Abaküs Yazılım
4. Daire
Esas No: 2018/396
Karar No: 2022/601
Karar Tarihi: 07.02.2022

Danıştay 4. Daire 2018/396 Esas 2022/601 Karar Sayılı İlamı

Danıştay 4. Daire Başkanlığı         2018/396 E.  ,  2022/601 K.

    "İçtihat Metni"

    T.C.
    D A N I Ş T A Y
    DÖRDÜNCÜ DAİRE
    Esas No : 2018/396
    Karar No : 2022/601

    TEMYİZ EDEN (DAVALI) : … Vergi Dairesi Başkanlığı
    (… Vergi Dairesi Müdürlüğü)
    VEKİLİ : Av. …

    KARŞI TARAF (DAVACI) : …

    İSTEMİN KONUSU : … Bölge İdare Mahkemesi … Vergi Dava Dairesinin … tarih ve E:…, K:… sayılı kararının temyizen incelenerek bozulması istenilmektedir.

    YARGILAMA SÜRECİ :
    Dava konusu istem: Davacı adına, … Hafriyat İnş. Nak. ve Otomotiv San.
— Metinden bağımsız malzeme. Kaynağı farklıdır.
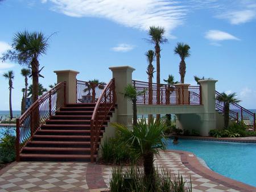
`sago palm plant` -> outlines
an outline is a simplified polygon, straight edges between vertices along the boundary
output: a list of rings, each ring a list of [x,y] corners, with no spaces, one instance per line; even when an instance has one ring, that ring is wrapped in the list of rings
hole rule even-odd
[[[161,121],[154,122],[154,119],[147,124],[145,120],[142,119],[131,130],[117,123],[112,125],[120,132],[123,144],[129,147],[138,158],[142,157],[145,179],[151,185],[150,191],[154,191],[154,156],[159,153],[159,149],[166,149],[163,135],[165,124]]]
[[[238,103],[241,100],[236,98],[237,94],[236,93],[227,94],[225,92],[221,93],[218,95],[216,99],[220,102],[223,102],[224,105],[224,128],[227,128],[229,122],[229,107],[232,103]]]

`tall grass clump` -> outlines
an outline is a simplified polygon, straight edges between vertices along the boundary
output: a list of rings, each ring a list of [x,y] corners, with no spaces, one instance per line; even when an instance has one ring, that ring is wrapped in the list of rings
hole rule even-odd
[[[143,170],[138,166],[113,168],[109,182],[112,192],[191,192],[191,179],[188,182],[182,176],[174,175],[171,180],[170,172],[162,168],[155,170],[154,189],[152,183],[147,182]]]

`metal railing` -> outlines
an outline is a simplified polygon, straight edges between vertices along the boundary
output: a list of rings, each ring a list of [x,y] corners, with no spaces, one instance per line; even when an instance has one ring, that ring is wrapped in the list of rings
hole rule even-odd
[[[94,161],[101,128],[106,121],[108,114],[115,105],[115,81],[111,80],[98,98],[90,120],[90,155]]]
[[[27,141],[46,120],[65,105],[65,82],[60,82],[36,101],[16,120],[16,160]]]
[[[76,102],[97,102],[106,84],[76,80]]]
[[[145,90],[138,95],[139,105],[201,105],[201,87],[200,86],[181,86],[160,84],[160,103],[157,103],[158,84],[133,80],[133,85],[138,91]]]
[[[216,97],[221,94],[215,91]],[[216,99],[216,108],[220,112],[224,111],[224,103]],[[243,108],[236,103],[231,103],[229,105],[229,117],[236,122],[243,122],[249,128],[255,131],[255,114]]]

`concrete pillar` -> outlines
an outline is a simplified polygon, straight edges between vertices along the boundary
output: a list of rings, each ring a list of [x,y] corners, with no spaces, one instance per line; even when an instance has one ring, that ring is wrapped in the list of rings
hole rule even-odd
[[[200,114],[202,126],[200,134],[208,136],[209,131],[216,128],[215,110],[215,84],[217,80],[205,80],[199,81],[201,86],[201,99],[204,113]]]
[[[72,70],[55,70],[57,82],[66,82],[66,103],[76,103],[76,76],[79,73]]]
[[[132,127],[133,106],[131,101],[125,98],[123,93],[125,87],[132,84],[132,73],[135,69],[129,66],[109,68],[115,78],[117,103],[117,122],[127,127]]]

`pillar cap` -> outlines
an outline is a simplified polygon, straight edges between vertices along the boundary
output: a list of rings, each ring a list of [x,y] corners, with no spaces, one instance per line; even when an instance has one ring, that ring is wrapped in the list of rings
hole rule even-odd
[[[218,80],[199,80],[198,82],[199,83],[205,83],[207,82],[214,82],[216,83]]]
[[[134,68],[130,66],[110,66],[109,68],[112,71],[117,70],[131,70],[134,71],[135,70]]]
[[[76,70],[69,70],[69,69],[54,70],[53,72],[55,73],[56,74],[60,74],[60,73],[76,73],[76,74],[79,74],[79,73],[80,73],[80,72],[77,72]]]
Ltd. Şti.'nin vergi borçlarının tahsili amacıyla kanuni temsilci sıfatıyla düzenlenen … tarih ve …, …, …, …, …, … ,… sayılı ödeme emirlerinin iptali istenilmiştir.
    İlk Derece Mahkemesi kararının özeti: … Vergi Mahkemesince verilen … tarih ve E:…, K:… sayılı kararda; dava konusu ödeme emri içeriği vergi borçlarına ilişkin olarak asıl borçlu şirket adına düzenlenen ödeme emirlerinin tebliğine ilişkin tebliğ alındısında, adreste bulunamadığından bahisle ödeme emirlerinin bilinen adreslerde tebliğ edilmediği hususunun 213 sayılı Vergi Usul Kanunu'nun 102. maddesinde öngörülen şahıslara imzalatılmak suretiyle tutanak haline getirilmediği, tebliğ alındısının, üzerinde sadece dağıtıcı imzası ile merciine iade şerhi ile iade edildiği, akabinde 14/09/2009 tarihli adres tespit tutanağı düzenlendiği, adres tespit tutanağının, ödeme emirlerinin tebliğ işlemlerine yönelik düzenlendiği yönünde açıklama ve ifadenin bulunmadığı, sözü edilen tutanağa istinaden ilanen tebliğ yapıldığı, bu durumda, asıl borçlu şirket adına düzenlenen ödeme emirlerinin usulüne uygun olarak tebliğ edilmediğinden kesinleşmiş bir kamu alacağı bulunmadığı halde söz konusu borçların asıl borçlu şirketten tahsil edilemediğinden bahisle kanuni temsilci sıfatıyla davacı adına düzenlenen ödeme emirlerinde hukuka uyarlık bulunmadığı sonucuna varılmıştır. Belirtilen gerekçelerle davanın kabulüne karar verilmiştir.
    Bölge İdare Mahkemesi kararının özeti: Bölge İdare Mahkemesince; istinaf başvurusuna konu Vergi Mahkemesi kararının usul ve hukuka uygun olduğu ve davalı tarafından ileri sürülen iddiaların söz konusu kararın kaldırılmasını sağlayacak nitelikte görülmediği belirtilerek 2577 sayılı İdari Yargılama Usulü Kanunu'nun 45. maddesinin 3. fıkrası uyarınca istinaf başvurusunun reddine karar verilmiştir.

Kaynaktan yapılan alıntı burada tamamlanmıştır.